Lower leverage levels and resilient valuations coming into COVID, plus the wave of government support that propped up businesses through loans, grants, tax reductions, waivers and deferrals have all contributed to surprisingly low levels of restructuring activity in the sector.

However, a tipping point may not be far away as pandemic support falls away, and global travel trends unlikely to stabilise for some time. Business travel is likely to be three or four years away from resuming anything like “normal” service, and that will likely be some way from what it was before.

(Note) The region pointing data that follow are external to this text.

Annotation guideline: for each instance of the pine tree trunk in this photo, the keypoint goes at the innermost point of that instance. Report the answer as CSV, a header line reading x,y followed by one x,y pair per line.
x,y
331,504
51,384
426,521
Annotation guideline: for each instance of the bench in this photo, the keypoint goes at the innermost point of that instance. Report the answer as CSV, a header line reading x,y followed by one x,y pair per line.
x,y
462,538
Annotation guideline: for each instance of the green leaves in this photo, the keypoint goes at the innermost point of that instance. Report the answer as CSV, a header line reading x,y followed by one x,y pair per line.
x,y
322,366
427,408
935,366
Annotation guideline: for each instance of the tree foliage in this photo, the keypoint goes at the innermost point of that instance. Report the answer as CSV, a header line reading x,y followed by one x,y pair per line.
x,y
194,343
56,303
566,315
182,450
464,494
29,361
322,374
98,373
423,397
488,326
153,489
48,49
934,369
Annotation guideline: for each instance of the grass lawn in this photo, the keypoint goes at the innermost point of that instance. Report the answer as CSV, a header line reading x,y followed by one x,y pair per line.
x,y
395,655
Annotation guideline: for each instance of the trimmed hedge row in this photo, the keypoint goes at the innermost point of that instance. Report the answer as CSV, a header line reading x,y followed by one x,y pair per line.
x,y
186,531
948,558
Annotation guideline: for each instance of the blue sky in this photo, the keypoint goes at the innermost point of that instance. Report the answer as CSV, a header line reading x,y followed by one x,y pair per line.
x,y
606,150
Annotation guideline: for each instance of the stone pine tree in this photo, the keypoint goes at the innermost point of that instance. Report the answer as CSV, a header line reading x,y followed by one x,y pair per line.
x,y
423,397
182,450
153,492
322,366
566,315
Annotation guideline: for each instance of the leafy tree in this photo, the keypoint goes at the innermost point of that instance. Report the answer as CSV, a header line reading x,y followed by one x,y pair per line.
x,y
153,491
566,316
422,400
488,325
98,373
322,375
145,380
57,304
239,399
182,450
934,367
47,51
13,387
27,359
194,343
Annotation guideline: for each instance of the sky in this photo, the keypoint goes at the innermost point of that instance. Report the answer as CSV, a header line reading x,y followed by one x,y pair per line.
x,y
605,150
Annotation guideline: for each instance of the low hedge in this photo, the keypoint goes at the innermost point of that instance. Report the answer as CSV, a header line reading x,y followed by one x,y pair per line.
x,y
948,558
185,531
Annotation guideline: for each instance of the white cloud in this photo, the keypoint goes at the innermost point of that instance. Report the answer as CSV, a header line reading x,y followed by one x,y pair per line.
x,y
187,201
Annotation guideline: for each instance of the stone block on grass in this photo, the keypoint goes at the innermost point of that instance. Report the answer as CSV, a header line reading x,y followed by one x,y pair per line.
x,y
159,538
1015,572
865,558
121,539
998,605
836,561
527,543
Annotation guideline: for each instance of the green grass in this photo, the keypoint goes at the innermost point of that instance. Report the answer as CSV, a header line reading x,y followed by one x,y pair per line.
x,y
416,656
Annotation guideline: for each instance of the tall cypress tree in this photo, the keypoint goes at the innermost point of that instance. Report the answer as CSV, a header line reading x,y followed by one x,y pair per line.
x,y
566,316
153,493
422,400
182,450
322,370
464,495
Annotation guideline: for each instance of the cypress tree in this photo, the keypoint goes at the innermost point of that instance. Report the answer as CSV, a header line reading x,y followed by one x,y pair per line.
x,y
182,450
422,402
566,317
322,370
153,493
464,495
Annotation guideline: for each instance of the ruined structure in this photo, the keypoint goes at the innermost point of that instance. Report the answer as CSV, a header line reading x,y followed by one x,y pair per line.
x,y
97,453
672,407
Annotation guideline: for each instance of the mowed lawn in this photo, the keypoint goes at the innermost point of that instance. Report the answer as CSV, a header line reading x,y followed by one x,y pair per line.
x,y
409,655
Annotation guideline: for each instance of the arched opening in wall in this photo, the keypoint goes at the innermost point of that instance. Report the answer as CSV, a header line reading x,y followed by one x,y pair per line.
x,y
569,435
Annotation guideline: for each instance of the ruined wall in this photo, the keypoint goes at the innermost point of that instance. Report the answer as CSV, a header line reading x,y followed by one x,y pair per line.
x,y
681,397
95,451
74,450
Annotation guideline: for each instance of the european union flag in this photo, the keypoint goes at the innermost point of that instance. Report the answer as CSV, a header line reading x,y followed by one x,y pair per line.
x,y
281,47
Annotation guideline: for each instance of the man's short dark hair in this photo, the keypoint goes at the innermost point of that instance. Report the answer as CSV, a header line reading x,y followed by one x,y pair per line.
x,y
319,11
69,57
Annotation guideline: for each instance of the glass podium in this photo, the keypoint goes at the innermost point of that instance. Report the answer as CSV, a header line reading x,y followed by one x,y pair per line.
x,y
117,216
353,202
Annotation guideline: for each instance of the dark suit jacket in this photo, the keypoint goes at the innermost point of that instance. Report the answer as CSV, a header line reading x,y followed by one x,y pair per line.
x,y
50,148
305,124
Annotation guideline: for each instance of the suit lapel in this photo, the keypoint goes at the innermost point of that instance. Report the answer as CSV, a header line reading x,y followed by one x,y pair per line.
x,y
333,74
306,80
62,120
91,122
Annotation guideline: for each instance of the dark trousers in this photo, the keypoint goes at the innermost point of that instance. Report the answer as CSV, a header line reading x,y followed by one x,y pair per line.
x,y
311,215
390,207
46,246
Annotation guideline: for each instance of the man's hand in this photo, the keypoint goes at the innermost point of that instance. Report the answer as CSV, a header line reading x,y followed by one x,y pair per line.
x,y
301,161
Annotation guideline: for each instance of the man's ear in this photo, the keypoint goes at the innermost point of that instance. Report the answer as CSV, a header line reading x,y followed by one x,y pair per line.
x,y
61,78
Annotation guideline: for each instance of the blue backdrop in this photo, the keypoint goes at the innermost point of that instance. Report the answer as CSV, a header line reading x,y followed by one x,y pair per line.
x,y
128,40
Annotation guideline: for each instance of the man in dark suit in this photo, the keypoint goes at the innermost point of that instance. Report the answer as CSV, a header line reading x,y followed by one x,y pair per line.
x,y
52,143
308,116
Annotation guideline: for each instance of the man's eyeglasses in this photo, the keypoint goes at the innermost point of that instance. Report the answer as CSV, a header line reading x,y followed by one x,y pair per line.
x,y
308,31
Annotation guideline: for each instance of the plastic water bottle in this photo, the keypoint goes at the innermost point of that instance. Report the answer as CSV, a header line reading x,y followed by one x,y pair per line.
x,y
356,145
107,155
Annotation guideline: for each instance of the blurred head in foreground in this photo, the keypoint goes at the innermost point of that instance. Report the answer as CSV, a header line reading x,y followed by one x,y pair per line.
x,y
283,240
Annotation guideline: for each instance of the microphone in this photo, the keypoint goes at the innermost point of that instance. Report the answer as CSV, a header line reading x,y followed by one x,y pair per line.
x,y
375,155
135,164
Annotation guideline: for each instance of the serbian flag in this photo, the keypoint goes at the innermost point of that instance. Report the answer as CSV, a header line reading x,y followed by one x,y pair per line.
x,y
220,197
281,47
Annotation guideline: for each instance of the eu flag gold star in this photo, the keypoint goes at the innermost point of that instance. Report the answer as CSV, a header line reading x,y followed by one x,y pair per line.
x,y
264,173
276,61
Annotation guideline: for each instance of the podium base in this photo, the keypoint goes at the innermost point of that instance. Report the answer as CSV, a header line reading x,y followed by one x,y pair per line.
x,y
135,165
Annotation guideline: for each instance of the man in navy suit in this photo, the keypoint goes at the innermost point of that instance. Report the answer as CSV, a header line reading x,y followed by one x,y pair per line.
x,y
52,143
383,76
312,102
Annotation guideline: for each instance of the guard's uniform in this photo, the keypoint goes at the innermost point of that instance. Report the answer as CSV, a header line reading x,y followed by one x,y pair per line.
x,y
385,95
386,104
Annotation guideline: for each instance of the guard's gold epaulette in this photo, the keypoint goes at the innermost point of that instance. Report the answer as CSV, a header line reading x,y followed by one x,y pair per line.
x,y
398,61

With such continued difficulty in forecasting with any degree of certainty, we discussed a number of additional factors that may contribute to tipping the balance, including:

  • The instability of government policy, affecting certainty in the regulatory environment and making near/medium-term forecasting challenging
  • Overleveraged balance sheets – higher gearing increases on debt servicing will stress cash flow, and with leverage covenants coming back into play, could we see this trigger refinancing efforts, restructuring and potential disposals?
  • Reductions in discretionary spend – the impact of inflation and tax rises on consumer spending could dampen demand. Potential interest rate rises will only add further stress to cash flows, and a pinch point could arrive next summer driven by a race between room rates and inflation.

The lending landscape and future outlook will differ from one operator to another and thorough analysis will be required to find the right way forward. However, scenario planning will be crucial in navigating the months ahead and conservatism and realism must be the watchwords during lender dialogue, as operators seek to establish a firm financial footing and find the right route to recovery.